Book Review: Strange Medicine: A History of Medical Remedies by John Farndon, Venitia Dean

Strange Medicine: A History of Medical Remedies by John Farndon and Venitia Dean is a children's non fiction book. Many of today's illnesses are often treated with a prescription for medication. But long ago, people battled sicknesses with roots, plants, and even bugs. Learn more about early remedies and the seemingly strange ways people tried to cure illnesses. This book combines visuals and concise explanations of historical illnesses, accepted cures, and various other tidbits of information relating to the history of medicine.
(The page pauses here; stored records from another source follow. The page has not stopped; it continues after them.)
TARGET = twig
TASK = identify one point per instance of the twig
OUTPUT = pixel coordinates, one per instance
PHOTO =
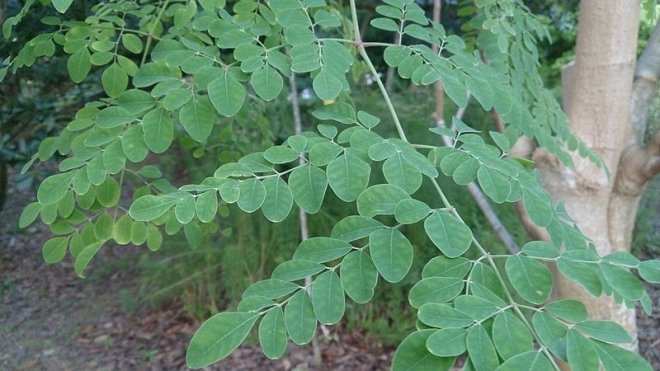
(302, 215)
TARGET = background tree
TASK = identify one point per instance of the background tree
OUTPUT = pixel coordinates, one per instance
(193, 67)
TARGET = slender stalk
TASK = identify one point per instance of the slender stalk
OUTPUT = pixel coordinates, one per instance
(441, 194)
(151, 32)
(302, 215)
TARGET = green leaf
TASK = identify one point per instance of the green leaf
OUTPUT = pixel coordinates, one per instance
(395, 54)
(359, 276)
(399, 172)
(114, 116)
(380, 199)
(132, 43)
(368, 120)
(121, 231)
(510, 335)
(466, 172)
(582, 274)
(54, 249)
(103, 227)
(581, 353)
(649, 270)
(412, 354)
(607, 331)
(114, 80)
(386, 24)
(299, 318)
(293, 270)
(308, 184)
(150, 207)
(475, 307)
(530, 361)
(54, 188)
(254, 304)
(322, 249)
(197, 118)
(206, 206)
(622, 281)
(540, 249)
(79, 64)
(153, 73)
(29, 215)
(270, 289)
(442, 266)
(267, 82)
(443, 316)
(531, 279)
(494, 184)
(133, 144)
(218, 336)
(571, 310)
(355, 227)
(154, 238)
(272, 334)
(184, 210)
(338, 111)
(62, 5)
(538, 204)
(448, 233)
(252, 195)
(411, 211)
(348, 176)
(280, 155)
(108, 192)
(114, 158)
(139, 233)
(226, 94)
(279, 199)
(434, 290)
(84, 257)
(323, 153)
(447, 342)
(391, 252)
(158, 128)
(328, 298)
(480, 349)
(551, 332)
(326, 85)
(614, 358)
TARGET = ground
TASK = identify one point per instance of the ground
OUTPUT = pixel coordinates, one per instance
(52, 320)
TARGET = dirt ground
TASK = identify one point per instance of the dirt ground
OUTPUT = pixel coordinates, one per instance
(51, 320)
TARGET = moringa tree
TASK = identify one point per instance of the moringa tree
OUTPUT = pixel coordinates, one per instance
(203, 63)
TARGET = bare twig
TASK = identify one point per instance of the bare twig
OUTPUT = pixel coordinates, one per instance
(302, 215)
(481, 200)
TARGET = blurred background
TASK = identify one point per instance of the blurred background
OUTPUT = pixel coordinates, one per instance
(138, 309)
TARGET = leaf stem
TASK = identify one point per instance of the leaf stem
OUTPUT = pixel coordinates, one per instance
(374, 72)
(151, 32)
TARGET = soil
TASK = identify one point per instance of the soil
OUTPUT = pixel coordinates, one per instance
(52, 320)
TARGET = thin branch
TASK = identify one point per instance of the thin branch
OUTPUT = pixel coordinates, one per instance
(481, 200)
(302, 215)
(645, 87)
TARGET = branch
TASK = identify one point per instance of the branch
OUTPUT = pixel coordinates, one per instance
(302, 215)
(645, 87)
(637, 166)
(481, 200)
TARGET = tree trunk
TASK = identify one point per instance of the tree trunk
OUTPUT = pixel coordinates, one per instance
(597, 95)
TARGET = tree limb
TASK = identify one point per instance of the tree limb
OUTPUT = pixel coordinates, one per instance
(645, 87)
(481, 200)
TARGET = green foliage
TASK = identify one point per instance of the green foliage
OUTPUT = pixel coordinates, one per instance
(199, 69)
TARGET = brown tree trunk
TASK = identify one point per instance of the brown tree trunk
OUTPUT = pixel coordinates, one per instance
(598, 91)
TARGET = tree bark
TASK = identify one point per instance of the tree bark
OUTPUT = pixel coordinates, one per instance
(597, 96)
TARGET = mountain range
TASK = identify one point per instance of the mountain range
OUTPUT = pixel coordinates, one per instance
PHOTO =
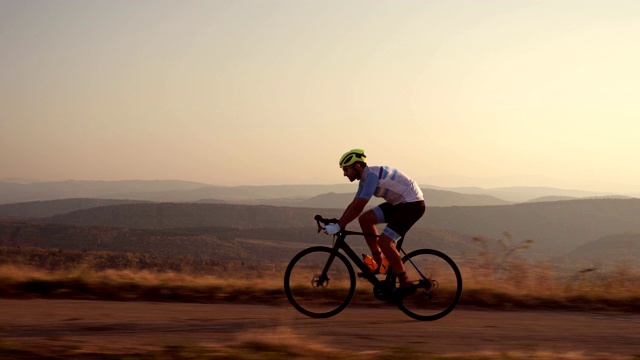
(561, 225)
(284, 195)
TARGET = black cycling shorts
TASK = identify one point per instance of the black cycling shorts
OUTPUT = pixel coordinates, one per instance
(399, 218)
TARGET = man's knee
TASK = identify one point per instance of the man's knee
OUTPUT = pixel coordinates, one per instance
(386, 242)
(367, 219)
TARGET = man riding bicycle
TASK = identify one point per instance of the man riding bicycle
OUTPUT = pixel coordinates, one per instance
(404, 206)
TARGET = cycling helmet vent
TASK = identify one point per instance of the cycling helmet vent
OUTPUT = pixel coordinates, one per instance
(351, 157)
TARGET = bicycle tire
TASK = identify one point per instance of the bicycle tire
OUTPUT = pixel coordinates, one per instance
(319, 299)
(438, 272)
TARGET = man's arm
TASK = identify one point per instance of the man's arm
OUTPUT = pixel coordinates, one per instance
(352, 211)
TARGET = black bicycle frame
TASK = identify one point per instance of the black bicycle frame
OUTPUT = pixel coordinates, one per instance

Strange Medicine: A History of Medical Remedies is well organized with a combination of photographs and illustrations that help interest the audience and support the information in the text. The language used is clear and concise, giving information and entertainment mixed in together. The information is engaging and entertaining, with bits of weird facts (often involving pee or poop) that will appeal to those more interested in gross or silly facts of humor. I like that the medical history and odd facts included are not only about one area, culture, age or gender. More importantly, at no point is the information mocking of the people or practices. I think the blend of information and entertainment is very well done, and it is clear that the authors know their audience, and what will keep them engaged and reading. 

Strange Medicine: The Sickening History of Medicine is a fun and informative collection of medical history complete with images that further interest and engage readers of all ages.